His eyes flexed, narrowing as if she had slapped him. He nodded. “I understand.”

She doubted that he did. “Have you ever loved anyone unconditionally?”

“I could ask ye the same.” His jaw flexed, then hardened, revealing she’d hit a nerve.

“If you did, I would tell you that the only people I have ever loved unconditionally are Emily and her family. They have always loved me, even on my worst days. I owe them the same. And animals, I always love animals unconditionally.”

“So ye’ve never loved a man unconditionally?”

“No. I’ve never felt that close to any man.”

“What about that man ye said ye wished ye had—” He frowned, suddenly befuddled. “Ye said ye wished to be rid of him first, but I dinna remember what ye called it.”

“Dumped?”

“Aye, dumped.”

“Trust me. I never loved Jeremy unconditionally.
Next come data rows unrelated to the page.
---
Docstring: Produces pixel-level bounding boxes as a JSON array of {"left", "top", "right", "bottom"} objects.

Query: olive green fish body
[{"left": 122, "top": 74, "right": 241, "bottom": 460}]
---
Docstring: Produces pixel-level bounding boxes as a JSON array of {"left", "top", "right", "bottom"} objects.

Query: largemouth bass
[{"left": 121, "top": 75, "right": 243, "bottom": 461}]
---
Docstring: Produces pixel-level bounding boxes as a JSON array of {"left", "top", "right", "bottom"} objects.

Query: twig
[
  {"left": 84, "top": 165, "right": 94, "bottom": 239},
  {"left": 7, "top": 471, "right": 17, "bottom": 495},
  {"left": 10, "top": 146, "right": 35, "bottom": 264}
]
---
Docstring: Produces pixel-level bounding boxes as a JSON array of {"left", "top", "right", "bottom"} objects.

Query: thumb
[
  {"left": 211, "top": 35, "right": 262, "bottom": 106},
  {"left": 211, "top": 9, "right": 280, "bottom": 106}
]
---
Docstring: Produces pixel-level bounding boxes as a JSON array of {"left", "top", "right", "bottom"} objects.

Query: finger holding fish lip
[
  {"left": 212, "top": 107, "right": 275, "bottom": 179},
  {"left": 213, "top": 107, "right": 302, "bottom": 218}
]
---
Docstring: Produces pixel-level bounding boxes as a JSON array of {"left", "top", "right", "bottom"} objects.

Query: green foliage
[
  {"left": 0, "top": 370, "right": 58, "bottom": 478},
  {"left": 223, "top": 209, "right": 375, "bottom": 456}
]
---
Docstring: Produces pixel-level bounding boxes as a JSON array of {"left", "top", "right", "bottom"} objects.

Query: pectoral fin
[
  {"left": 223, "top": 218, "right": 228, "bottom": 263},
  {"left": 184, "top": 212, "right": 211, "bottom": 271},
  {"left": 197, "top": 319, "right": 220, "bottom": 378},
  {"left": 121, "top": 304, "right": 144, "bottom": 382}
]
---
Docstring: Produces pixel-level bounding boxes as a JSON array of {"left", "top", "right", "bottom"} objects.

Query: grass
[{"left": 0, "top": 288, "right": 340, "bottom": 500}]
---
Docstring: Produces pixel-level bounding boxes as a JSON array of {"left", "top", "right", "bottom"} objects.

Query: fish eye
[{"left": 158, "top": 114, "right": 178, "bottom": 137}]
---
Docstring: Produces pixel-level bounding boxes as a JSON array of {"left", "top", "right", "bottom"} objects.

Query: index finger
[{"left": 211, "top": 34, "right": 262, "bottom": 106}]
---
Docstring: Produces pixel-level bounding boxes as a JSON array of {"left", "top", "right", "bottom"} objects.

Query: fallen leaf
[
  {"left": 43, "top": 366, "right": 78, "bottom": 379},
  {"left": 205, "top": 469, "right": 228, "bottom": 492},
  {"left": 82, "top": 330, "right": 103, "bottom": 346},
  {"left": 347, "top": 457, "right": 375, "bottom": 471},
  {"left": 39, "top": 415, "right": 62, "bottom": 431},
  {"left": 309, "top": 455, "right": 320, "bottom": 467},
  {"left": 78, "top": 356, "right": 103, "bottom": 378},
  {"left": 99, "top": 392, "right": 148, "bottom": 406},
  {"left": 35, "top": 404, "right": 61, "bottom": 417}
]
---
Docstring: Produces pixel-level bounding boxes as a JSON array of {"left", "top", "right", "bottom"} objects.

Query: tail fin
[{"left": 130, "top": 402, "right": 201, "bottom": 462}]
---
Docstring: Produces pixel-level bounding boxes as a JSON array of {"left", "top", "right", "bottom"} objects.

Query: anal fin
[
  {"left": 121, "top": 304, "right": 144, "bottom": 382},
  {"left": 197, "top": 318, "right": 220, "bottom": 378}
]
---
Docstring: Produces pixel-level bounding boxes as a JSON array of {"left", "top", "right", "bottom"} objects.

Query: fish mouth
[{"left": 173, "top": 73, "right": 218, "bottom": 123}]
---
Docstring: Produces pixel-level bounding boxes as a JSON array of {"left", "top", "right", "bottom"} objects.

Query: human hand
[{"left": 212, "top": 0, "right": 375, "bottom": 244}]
I would label the feelings I had for him as hoping for the best because I was too tired to keep looking for someone to love me.”

“I have her food, my goddess,” Griselda said as she hurried into the shelter, moving with a spryness she hadn’t shown before. “Do ye wish to feed her, or shall I?”

Relief filled Jessa. Thank goodness for the interruption. She pushed up from the ground and dusted off the backside of her skirts as she moved to one side. “You feed her. That way, she’ll know you fought to save her.”

The laundress curtsied, then bowed her head. “Thank ye, my goddess. Thank ye for the life of my wee pup and for freeing me.”

“I am not your?—”

Grant cut her off by stepping forward and pulling her arm through his. “I am thankful to her as well, Griselda, for opening my eyes to something I should have seen long ago. Forgive me.”

The washerwoman curtsied again. “All is well now, m’laird. Thanks to the goddess and yerself.”

“I am not?—”

“Come, m’lady. Let us leave Griselda to her wee beasties.” Grant nearly propelled her out of the laundry lean-to and across the cobblestoned area surrounded by the amazingly high stone wall.

“She needs to know I am not a goddess.” Jessa tried to turn back, but he stopped her. “I am just an average, chunky redhead.”

He turned her to face him. “There is nothing average about ye, lass, and while yer hair is indeed red, I disagree that ye are chunky .” He shook his head. “I dinna like that word.” He tucked a finger under her chin and lifted her face to his. “Ye are damn near perfect by my reckoning. As perfect as anyone I have ever known. And I have known many in my day.”

She wished he wouldn’t look at her that way. It made her all melty inside, and if her heart beat any faster…She swallowed hard. Was this nothing more than lust, or was the legend about fated mates fact rather than fiction?

“What are we going to do, Grant?” she finally whispered.

Still cupping her chin, he slowly grazed the heel of his thumb back and forth across her bottom lip, then arched one of his dark brows. “I fear we are doomed, lass.”

“Doomed?” she repeated in a squeaky whisper that made her cringe. “Doomed for what?”

“Doomed to love one another with a fearsomeness we have never known before.” A heavy sigh left him before he added, “Eventually.”